I’m just working my way through Matthew Syed’s book, Black Box Thinking, in which he talks about the dangers of cognitive disonance. It’s when you find yourself saying or doing things that don’t actually tally with reality. People mostly do it when there is a real danger that for them to admit their mistakes or acknowledge they’re wrong they will perpetrate a loss of face or confidence. The more effort people have made to get to a certain position the more they will defend that effort if it’s later suggested that they’ve been foolish. He cites the medical and judicial worlds as examples: doctors who have made mistakes will go to any length to preserve their reputation and prosecutors quick to use DNA to support their convictions will make up whole new stories if DNA evidence suggests they have wrongly convicted someone. It’s not deliberately callous or corrupt – doctors are very caring people, prosecutors scrupulously professional – but an inbuilt protection mechanism provokes some really incongruent actions.
This sort of thinking takes place in all sorts of bureaucracies. My training as a performance coach has taught me to ask difficult questions and, more importantly, listen for answers that aren’t necessarily straight. Even though my questions ‘up the chain’ haven’t necessarily been that difficult or challenging they’ve still been met with evasive answers almost as if those being asked have got so used to being evasive it’s become a motor reflex. Or maybe they have got so used to not listening to themselves they think life is safest if you’re evasive. It’s a very ‘chimp’ response: children talking to parents and teachers will reconstruct stories to put them in the best light and so, it seems, will those who see themselves as the parent in a parent child relationship. Just as parents and teachers will see through a child’s evasiveness, so a child or a worker will see through the parent’s or boss’s. Just like a parent probing the naughty school boy’s story I became even more interested in the story the senior officer was spinning me. A straight answer from him would have put my queries to rest but as soon as he started flanneling I wanted to know more and, worse, I began to notice his intellectual limitations.

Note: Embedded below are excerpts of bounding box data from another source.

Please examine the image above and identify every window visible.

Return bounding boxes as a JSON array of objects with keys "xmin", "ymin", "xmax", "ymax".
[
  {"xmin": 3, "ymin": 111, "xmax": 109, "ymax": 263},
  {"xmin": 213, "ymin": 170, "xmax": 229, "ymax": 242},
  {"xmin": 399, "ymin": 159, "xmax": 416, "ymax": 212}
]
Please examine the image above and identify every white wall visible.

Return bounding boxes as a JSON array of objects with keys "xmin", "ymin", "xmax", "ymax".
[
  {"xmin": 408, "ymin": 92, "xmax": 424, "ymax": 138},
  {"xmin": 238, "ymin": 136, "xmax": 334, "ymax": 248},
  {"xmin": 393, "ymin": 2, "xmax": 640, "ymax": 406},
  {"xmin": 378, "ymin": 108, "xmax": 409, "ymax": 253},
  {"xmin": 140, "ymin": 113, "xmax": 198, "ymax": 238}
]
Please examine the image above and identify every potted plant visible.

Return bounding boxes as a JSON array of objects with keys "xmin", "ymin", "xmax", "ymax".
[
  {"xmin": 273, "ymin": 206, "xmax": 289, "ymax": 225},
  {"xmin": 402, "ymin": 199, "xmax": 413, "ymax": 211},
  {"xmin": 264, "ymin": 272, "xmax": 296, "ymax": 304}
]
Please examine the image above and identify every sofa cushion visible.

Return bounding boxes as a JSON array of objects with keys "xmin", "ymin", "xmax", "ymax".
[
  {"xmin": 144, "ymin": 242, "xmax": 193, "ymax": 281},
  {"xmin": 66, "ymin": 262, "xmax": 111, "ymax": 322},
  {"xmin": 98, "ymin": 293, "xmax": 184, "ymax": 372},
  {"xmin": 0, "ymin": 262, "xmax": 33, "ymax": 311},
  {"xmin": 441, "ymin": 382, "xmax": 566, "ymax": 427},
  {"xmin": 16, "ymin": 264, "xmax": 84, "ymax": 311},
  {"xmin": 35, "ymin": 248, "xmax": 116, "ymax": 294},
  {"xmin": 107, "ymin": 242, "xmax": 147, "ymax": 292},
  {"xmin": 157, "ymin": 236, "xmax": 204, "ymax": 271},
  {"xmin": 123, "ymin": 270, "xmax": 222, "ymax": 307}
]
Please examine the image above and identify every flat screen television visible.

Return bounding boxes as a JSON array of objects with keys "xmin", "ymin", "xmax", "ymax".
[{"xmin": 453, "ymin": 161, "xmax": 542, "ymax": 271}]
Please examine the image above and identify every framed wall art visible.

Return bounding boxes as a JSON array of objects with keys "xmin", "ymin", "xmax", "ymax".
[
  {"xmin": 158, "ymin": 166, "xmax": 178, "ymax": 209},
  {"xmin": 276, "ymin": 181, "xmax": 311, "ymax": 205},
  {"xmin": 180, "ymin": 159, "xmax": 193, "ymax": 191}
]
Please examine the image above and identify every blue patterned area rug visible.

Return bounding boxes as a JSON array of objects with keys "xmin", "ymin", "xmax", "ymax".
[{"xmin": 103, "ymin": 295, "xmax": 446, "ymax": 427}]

Our inner chimp tells us it’s safest to be evasive but, like a lot of chimp solutions, it has almost the opposite effect. A miscreant who tries to hide his actions is eventually going to find himself in much hotter water than one who admits his failures immediately. Of course, when you have little to lose, it’s easier to own up. The higher you move up the chain the more capital you have invested and the more cognitive disonance will encourage you to try and ‘spin’ the truth. The consequences, though taking longer to be felt, are inevitably much worse: if politicians hadn’t learned to avoid all scrutiny and never give a straight answer would the Brexit vote or the American election have been different? Would those votes, perhaps, have been more honestly about the real issues rather than the electorate just registering a protest vote?
As well as cognitive disonance the reasons people are evasive in answering is because they don’t trust their inquisitors. They think they know better than their inquisitor in whose hands any information offered won’t be as well protected or the inquisitor will use it against them.
Listen out for evasiveness. It’s quite instructive listening to others’ speech and what they’re not saying.
Next listen to yourself. Is your inner voice ‘spinning’ the information you’re asking for? I’ve just had someone ask me ‘how do you train yourself to trust yourself more? That’s where performance coaching comes in. We encourage people to ask and answer the questions they really don’t think they want to ask or answer and then help them see that those answers really aren’t as bad as they fear. If you can learn to be less evasive with yourself you’ll learn to be less evasive with others. Much better to deal with your fears than hide them.